Tenggarong Trip - 5 Mei 2007

Salah satu julukanku adalah tukang tidur, atau kerennya: Sliping Byuti, tetapi [tumben-tumbenan] pagi ini ternyata aku bangun sebelum yang lain bangun, hmm... mungkin karena sehari sebelumnya aku gak ngantor ya.

Sambil menunggu kedatangan Bagus, Dedy, dan Pandu, aku berkunjung ke rumah Ivan untuk melihat-lihat koleksi DVD/CD-nya. Jam 8, waktu kita lagi nonton Queen, barulah mereka bertiga datang dengan Innova sewaan.

Setelah bersih-bersih interior mobil sebentar, kami pun berangkat. Tidak lupa mampir ke kantor Pertamina EP Region KTI untuk menjemput mas Benny, driver kami hari ini. Baru beberapa menit beranjak dari kantor Region KTI, kira-kira ketika melewati Kantor Besar, “kresek…kresek…”, terdengar bunyi kantong plastik tergesek-gesek, meaning: ada yang membongkar bungkusan snack!! Haha… tersangkanya adalah yang duduk di kursi paling belakang. Hmm… memang kami semua belum sempat sarapan, jadi sebelum keluar Balikpapan, mampir dulu untuk sarapan dengan menu lontong sayur, coto makassar, dan nasi kuning.

Kami menuju Tenggarong dengan memilih rute Tritip, tempat penangkaran buaya. Jalannya halus, tapi agak sempit dan belok-belok. Mas Benny nyetirnya agak-agak heboh, namun keliatan cukup menguasai medannya.
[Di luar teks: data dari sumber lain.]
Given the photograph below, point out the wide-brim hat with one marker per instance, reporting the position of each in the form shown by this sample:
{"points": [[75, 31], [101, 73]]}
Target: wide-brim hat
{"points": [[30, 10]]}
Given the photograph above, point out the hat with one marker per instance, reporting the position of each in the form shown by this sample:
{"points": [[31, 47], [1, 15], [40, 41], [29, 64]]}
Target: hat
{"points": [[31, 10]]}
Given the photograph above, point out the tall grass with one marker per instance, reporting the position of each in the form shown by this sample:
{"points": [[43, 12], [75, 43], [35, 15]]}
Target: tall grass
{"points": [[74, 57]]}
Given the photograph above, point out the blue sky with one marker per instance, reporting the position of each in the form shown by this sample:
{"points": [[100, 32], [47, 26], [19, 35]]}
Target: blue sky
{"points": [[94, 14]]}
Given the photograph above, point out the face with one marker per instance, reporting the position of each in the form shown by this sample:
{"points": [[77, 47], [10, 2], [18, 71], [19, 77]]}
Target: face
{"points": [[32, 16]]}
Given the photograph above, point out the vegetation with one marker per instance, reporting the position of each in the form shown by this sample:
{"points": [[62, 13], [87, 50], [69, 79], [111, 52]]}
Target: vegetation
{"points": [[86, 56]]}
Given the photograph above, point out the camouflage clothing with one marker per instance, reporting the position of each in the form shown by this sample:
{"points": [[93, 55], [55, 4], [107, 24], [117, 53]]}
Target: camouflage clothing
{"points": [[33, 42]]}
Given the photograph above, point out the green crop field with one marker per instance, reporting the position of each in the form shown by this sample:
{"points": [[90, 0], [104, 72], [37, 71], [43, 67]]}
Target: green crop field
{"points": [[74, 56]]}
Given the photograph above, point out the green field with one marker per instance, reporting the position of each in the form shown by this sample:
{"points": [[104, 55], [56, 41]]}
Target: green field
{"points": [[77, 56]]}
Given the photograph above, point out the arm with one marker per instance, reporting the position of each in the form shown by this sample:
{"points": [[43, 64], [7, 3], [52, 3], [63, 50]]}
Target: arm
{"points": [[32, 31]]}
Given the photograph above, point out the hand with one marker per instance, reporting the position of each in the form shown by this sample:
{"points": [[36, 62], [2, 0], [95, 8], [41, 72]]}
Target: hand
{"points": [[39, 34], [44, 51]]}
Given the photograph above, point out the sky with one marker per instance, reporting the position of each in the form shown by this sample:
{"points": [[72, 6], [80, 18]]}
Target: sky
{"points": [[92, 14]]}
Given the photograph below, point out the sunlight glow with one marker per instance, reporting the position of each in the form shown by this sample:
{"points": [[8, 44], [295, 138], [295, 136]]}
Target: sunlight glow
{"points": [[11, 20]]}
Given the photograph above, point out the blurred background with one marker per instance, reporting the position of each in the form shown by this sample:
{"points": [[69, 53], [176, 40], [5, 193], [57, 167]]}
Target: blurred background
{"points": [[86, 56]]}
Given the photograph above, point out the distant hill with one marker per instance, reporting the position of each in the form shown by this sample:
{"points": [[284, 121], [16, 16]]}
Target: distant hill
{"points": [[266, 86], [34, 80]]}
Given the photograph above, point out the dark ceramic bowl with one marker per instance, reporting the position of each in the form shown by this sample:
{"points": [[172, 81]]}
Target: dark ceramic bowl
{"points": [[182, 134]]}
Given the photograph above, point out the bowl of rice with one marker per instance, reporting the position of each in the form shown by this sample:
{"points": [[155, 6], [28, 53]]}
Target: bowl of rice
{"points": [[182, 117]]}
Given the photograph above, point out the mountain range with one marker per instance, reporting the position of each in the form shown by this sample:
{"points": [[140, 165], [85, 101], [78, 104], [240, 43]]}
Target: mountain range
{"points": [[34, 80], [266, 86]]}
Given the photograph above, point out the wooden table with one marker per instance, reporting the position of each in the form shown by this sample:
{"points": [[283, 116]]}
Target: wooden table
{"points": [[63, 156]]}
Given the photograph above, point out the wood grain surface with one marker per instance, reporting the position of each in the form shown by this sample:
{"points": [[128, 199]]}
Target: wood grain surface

Rasanya aman, tapi di dalam (terutama yang di kursi tengah) jadi dapat bonus “main roller coaster”, alias terlempar ke kiri dan kanan. Pandu yang pindah duduk ke belakang setelah sarapan tadi malah tenang-tenang saja, tidur-tiduran sambil menikmati musiknya sendiri, seolah tidak terpengaruh dengan kontur jalan yang heboh tadi.

Sebelum masuk ke jalan “hutan”sempat mampir ke toilet umum, setelah dikecewakan oleh SPBU yang ternyata tutup. Kemudian setelah keluar dari jalan “hutan”, kami memilih rute “pinggir sungai Mahakam” untuk menuju Tenggarong (tidak lewat kota Samarinda).

Jalan “pinggir sungai” kecil dan gak begitu halus, di kiri kanannya padat penduduk. Sebagian penduduk di sebelah kanan ada yang tinggal di atas sungai. Meskipun kali ini bukan pertama kalinya melihat sungai besar, menyusuri sungai Mahakam dan melihat kehidupan di sekitarnya merupakan pengalaman tersendiri. Banyak hal-hal unik yang tidak ditemui tiap hari di kota metropolitan, seperti rumah terapung atau tongkang batubara yang sedang diisi, bahkan kami sempat mengamati arus sungai yang (secara sok tauk kami simpulkan) seperti tidak teratur dan unpredictable.

Bagus mulai mengiming-imingi kami dengan “jembatan berlampu”, katanya kalau sudah sampai di Tenggarong nanti, ada jembatan keren yang banyak lampunya. Karena rasanya lama sekali tidak sampai-sampai, setiap melintas di atas jembatan, kami selalu bertanya: “Bukan yang ini jembatannya Gus?”.

Kemudian, tiba-tiba aku mencium bau yang cukup familiar: brownies kukus, meaning: ada yang membuka kotak brownies di kursi belakang!! Kami pun bagi-bagi brownies yang katanya enak itu.

Lagi asik makan brownies, hujan deras turun, padahal sedari tadi panasnya bukan main. Ketika kami memasuki kota Tenggarong, hujan deras masih juga turun. Jembatannya Bagus tadi sampai tidak terlihat dengan jelas. Kami menemukan nickname buat Jembatan Kartanegara ini: Cisco. Bukan karena mirip Golden Gate di San Fransisco, tapi karena jembatan adalah lambangnya Cisco, brand alat-alat network yang tersohor, dan kebetulan kami semua mencintai Cisco [wahahaha… benarkah demikian?].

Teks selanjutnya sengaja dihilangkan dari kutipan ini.